UK Parliamentary by-election

The 1929 Battersea South by-election was held on 7 February 1929. The by-election was held when the incumbent Conservative MP, Francis Curzon, succeeded to the peerage as Earl Howe. It was won by the Labour candidate William Bennett in a three-way contest.

==Candidates==
The local Liberal association selected 40 year-old Vivian Claude Albu as their candidate.

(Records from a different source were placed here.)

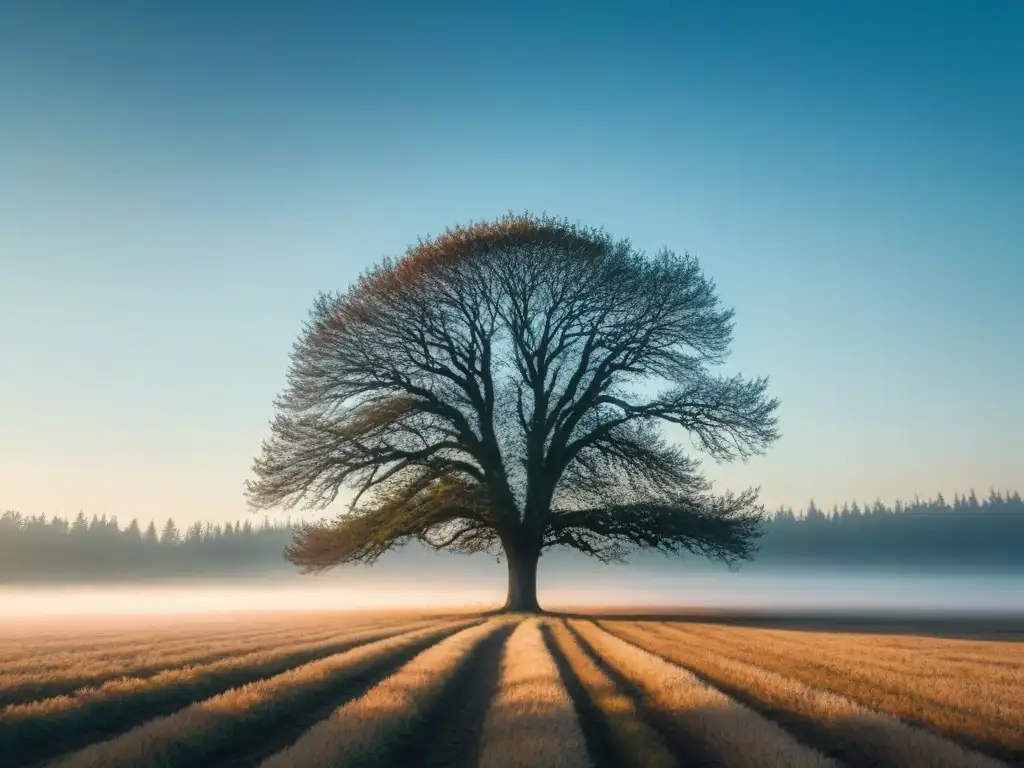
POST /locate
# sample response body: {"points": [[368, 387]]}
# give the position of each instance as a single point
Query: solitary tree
{"points": [[503, 387]]}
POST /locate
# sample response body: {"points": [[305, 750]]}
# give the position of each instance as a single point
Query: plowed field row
{"points": [[508, 691]]}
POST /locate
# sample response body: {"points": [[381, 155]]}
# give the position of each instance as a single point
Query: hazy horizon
{"points": [[770, 590], [179, 182]]}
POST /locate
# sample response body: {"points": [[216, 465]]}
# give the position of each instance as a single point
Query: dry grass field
{"points": [[503, 691]]}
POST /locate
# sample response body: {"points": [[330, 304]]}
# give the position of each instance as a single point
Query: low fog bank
{"points": [[440, 581]]}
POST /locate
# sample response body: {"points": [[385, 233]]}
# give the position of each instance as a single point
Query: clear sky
{"points": [[177, 182]]}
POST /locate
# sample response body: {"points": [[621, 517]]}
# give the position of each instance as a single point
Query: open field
{"points": [[463, 689]]}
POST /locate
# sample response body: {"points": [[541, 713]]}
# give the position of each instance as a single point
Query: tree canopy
{"points": [[503, 387]]}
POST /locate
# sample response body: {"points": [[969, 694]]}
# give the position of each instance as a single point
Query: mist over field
{"points": [[477, 584]]}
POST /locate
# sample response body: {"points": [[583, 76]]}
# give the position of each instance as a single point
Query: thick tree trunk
{"points": [[522, 579]]}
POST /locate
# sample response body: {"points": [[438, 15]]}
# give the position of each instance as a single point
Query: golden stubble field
{"points": [[461, 689]]}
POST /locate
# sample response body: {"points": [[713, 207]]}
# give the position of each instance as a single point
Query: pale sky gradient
{"points": [[177, 182]]}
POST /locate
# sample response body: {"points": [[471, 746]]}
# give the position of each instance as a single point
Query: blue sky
{"points": [[177, 182]]}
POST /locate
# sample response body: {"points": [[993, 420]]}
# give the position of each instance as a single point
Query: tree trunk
{"points": [[522, 579]]}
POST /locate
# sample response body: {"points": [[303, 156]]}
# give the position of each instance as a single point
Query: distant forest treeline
{"points": [[967, 532]]}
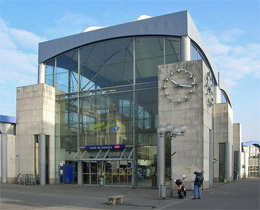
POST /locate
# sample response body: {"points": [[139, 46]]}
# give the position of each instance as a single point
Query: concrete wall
{"points": [[11, 159], [237, 136], [192, 148], [35, 115], [223, 133]]}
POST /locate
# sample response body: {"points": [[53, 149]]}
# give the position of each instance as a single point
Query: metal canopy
{"points": [[104, 154]]}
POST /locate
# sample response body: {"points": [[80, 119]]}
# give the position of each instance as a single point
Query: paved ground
{"points": [[242, 194]]}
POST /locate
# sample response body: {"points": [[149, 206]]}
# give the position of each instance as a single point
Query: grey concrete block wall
{"points": [[11, 159], [35, 113], [237, 136], [192, 148]]}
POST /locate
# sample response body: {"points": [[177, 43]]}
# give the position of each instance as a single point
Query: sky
{"points": [[229, 28]]}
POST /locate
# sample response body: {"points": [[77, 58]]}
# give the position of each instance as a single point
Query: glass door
{"points": [[94, 173]]}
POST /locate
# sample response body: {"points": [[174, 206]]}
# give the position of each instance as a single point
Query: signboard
{"points": [[98, 147]]}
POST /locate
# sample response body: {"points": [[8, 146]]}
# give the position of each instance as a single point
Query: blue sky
{"points": [[230, 29]]}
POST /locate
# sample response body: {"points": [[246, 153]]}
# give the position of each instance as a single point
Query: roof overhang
{"points": [[174, 24]]}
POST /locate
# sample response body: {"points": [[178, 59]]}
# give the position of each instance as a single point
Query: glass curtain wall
{"points": [[107, 93]]}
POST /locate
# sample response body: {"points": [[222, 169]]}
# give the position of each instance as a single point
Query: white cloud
{"points": [[18, 63], [70, 23], [234, 60]]}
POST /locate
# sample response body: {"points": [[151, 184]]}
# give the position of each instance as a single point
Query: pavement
{"points": [[240, 194]]}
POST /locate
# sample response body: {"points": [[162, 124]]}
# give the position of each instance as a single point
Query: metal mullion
{"points": [[82, 154], [98, 154], [123, 153]]}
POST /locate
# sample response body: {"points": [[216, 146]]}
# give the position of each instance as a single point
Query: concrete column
{"points": [[160, 160], [4, 158], [185, 49], [258, 165], [80, 173], [227, 161], [42, 158], [41, 73]]}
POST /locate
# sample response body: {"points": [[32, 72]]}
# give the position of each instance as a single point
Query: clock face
{"points": [[209, 89], [179, 85]]}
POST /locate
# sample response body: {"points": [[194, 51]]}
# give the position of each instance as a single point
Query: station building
{"points": [[101, 96]]}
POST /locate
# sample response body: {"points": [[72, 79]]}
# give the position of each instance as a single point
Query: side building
{"points": [[102, 94]]}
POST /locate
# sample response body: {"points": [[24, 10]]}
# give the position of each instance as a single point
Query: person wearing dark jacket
{"points": [[197, 184]]}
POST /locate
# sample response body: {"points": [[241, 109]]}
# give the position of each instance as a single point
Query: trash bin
{"points": [[154, 181]]}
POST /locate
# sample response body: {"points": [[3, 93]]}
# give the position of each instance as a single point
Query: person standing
{"points": [[197, 184]]}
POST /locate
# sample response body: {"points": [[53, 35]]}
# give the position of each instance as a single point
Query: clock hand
{"points": [[186, 86]]}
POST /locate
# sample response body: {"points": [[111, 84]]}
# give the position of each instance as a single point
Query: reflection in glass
{"points": [[99, 108], [50, 72], [67, 72]]}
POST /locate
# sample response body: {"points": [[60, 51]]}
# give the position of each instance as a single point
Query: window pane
{"points": [[67, 72], [106, 64]]}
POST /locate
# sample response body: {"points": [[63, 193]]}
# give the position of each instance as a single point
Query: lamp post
{"points": [[169, 131]]}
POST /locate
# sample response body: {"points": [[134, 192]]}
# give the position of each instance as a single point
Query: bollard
{"points": [[101, 182]]}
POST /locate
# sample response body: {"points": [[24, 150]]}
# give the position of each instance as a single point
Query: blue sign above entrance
{"points": [[115, 146]]}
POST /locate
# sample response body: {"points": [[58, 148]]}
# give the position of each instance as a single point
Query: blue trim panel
{"points": [[7, 119]]}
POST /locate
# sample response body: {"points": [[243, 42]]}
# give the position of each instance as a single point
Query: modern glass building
{"points": [[106, 96]]}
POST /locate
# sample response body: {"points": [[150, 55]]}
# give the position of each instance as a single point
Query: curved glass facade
{"points": [[107, 85]]}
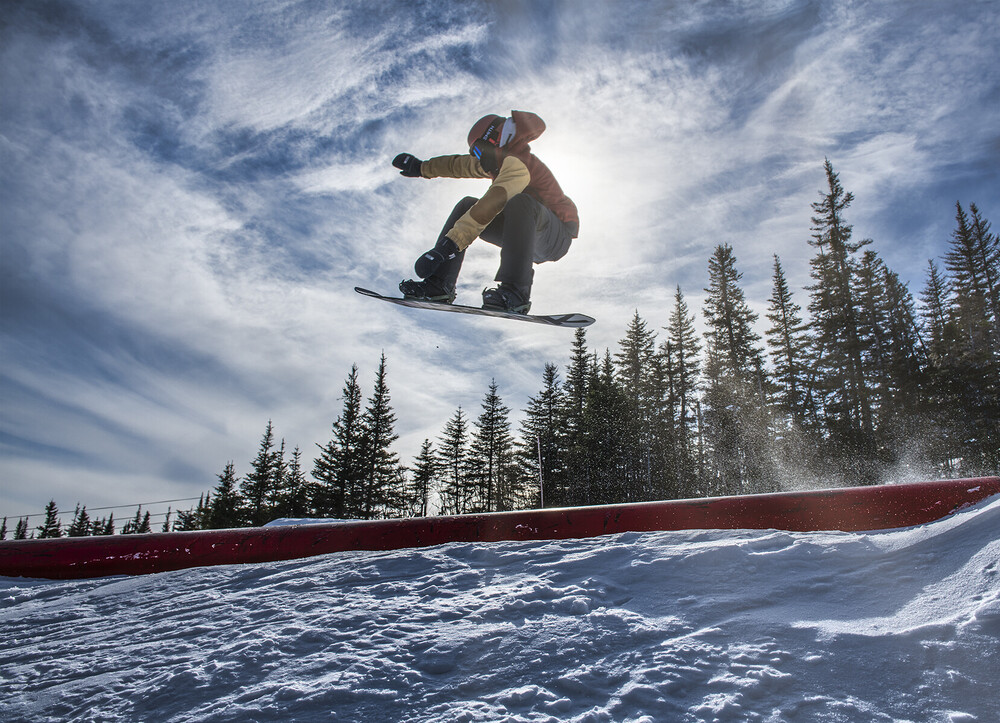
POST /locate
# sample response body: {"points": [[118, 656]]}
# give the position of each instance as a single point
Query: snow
{"points": [[673, 626]]}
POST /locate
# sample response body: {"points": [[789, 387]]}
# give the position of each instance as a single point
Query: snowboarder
{"points": [[524, 212]]}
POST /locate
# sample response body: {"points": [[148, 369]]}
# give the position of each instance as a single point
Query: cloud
{"points": [[190, 192]]}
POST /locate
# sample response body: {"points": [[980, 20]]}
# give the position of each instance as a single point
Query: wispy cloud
{"points": [[189, 193]]}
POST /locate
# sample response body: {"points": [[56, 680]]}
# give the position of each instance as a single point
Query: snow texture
{"points": [[673, 626]]}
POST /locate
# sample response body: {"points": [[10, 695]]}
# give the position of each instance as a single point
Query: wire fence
{"points": [[91, 510]]}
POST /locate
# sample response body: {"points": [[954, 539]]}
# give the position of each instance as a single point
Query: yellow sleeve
{"points": [[510, 181], [459, 166]]}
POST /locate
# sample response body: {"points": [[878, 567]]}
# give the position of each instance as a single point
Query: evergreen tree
{"points": [[540, 453], [987, 250], [338, 470], [838, 385], [81, 525], [453, 454], [638, 376], [259, 486], [139, 524], [104, 526], [51, 527], [972, 366], [227, 505], [737, 389], [425, 477], [973, 262], [382, 474], [788, 342], [196, 518], [576, 390], [681, 357], [491, 456], [608, 464], [294, 500]]}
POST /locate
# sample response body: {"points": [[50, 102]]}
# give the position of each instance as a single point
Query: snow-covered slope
{"points": [[664, 626]]}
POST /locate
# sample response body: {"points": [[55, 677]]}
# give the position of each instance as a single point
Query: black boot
{"points": [[428, 290], [506, 298]]}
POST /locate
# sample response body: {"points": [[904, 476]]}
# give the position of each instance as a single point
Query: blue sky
{"points": [[190, 191]]}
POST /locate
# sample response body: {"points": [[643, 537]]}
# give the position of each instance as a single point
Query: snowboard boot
{"points": [[428, 290], [506, 298]]}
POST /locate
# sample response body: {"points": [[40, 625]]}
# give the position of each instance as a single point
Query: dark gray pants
{"points": [[526, 232]]}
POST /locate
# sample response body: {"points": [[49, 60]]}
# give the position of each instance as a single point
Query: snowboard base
{"points": [[572, 321]]}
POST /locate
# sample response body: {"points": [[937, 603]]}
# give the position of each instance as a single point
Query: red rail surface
{"points": [[847, 509]]}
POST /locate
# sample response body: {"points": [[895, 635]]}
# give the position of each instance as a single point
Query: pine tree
{"points": [[576, 389], [104, 526], [425, 477], [541, 454], [637, 374], [680, 353], [737, 388], [139, 524], [788, 343], [51, 527], [294, 501], [379, 496], [259, 486], [491, 456], [608, 464], [338, 470], [987, 249], [453, 454], [973, 363], [838, 384], [227, 505], [973, 264], [81, 525], [196, 518]]}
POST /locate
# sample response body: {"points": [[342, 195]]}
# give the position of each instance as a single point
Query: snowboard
{"points": [[572, 321]]}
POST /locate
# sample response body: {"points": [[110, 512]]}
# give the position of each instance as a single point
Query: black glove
{"points": [[409, 165], [445, 250]]}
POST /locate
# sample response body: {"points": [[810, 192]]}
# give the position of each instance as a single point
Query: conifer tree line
{"points": [[848, 382]]}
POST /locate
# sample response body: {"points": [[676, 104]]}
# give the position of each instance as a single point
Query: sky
{"points": [[189, 193], [693, 625]]}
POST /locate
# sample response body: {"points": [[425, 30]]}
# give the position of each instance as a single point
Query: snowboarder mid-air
{"points": [[524, 212]]}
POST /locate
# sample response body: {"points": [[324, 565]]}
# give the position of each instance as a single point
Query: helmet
{"points": [[489, 134], [487, 128]]}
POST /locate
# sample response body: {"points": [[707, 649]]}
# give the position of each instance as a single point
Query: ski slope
{"points": [[902, 625]]}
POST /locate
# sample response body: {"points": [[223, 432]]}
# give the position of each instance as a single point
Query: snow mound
{"points": [[900, 625]]}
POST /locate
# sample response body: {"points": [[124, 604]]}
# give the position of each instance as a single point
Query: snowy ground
{"points": [[675, 626]]}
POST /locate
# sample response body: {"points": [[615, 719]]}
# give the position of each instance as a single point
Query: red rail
{"points": [[847, 509]]}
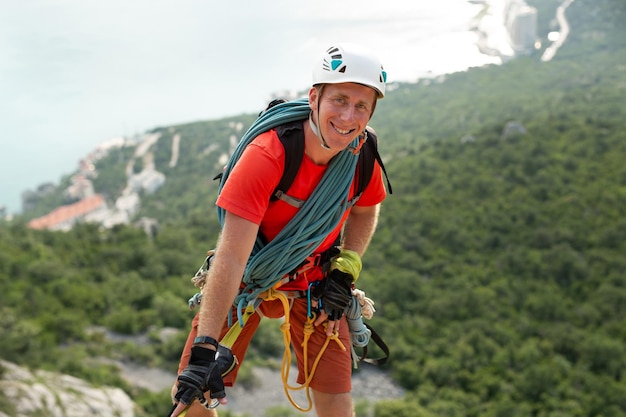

Albu had stood for the Liberals in the 1922 general election at Battersea North. Labour selected William Bennett, who had been their candidate in Guildford in three general elections between 1918 and 1923. The Conservative Party selected Harry Selley, a builder and member of the London County Council for Battersea South.

==Result==

Battersea South by-election, 1929
| Party |  | Candidate | Votes | % | ±% |
|---|---|---|---|---|---|
|  | Labour | William Bennett | 11,789 | 46.13 |  |
|  | Conservative | Harry Selley | 11,213 | 43.87 |  |
|  | Liberal | Vivian Claude Albu | 2,858 | 10.00 | New |
| Majority |  |  | 576 | 2.25 |  |
| Turnout |  |  | 25,557 | 57.7 | −18.8 |
|  | Labour gain from Conservative |  | Swing | +8.8 |  |

==Aftermath==

A few months later at the next general election Bennett again defeated Selley, this time by 418 votes in a much increased poll. The Liberals were again third, though with a new candidate, the former Mayor of Battersea, Captain William J. West. In 1931 Selley won the seat at the third attempt, defeating Bennett with a majority of over 15,000 votes.